The Markets This Week

by Connor Darrell, Head of Investments
Markets (and politicians) were given reason to cheer on Friday as the first (of three) Q2 GDP estimate(s) showed a 4.1% annualized rate of economic growth, closely in line with expectations. U.S. equities (as measured by the S&P 500) moved slightly higher on the week but underperformed their international counterparts which benefitted from an apparent easing of trade tensions between the U.S. and the European Union. Bond yields inched higher, and the 10-year treasury is now close to re-testing the psychologically important 3% mark.
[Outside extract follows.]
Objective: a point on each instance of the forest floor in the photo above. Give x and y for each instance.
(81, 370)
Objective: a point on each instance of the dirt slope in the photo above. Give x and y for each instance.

More than 50% of S&P 500 companies have now reported Q2 earnings, and while there have been some high-profile disappointments (Facebook, Exxon Mobil), Factset is reporting a blended earnings growth rate of 21.3%. We expect strong earnings growth to continue for the rest of 2018, as the benefit of tax reform continues to inflate year over year comparisons.

Breaking Down GDP
Four percent GDP growth is an excellent headline number and is the highest year over year growth rate in U.S. GDP since 2014. Under the hood, the key drivers of increased growth in Q2 were American consumers, who bounced back strongly following a disappointing first quarter that was likely impacted by bad weather. All data seems to suggest that consumption (the largest component of GDP measurement) is quite healthy. And while not a component of GDP, M&A activity in 2018 is at an all-time high as businesses are digging into their deeper pockets to make strategic acquisitions. That businesses (who typically take a long-term, forward-looking view when making decisions) are willing to take risks in executing mergers and acquisitions is a positive sign for the U.S. economy.

Looking forward however, there are reasons to expect GDP growth to return to more modest levels. Late in the economic cycle and with unemployment already at very low levels, it is unlikely that consumer spending will be able to continue leading growth forward for a lot longer. Additionally, rising housing prices and higher mortgage rates are likely to begin eating into housing demand. All told, the U.S. economy is one of the healthiest in the developed world, but it is unlikely that we have ushered in a new era of explosive economic growth.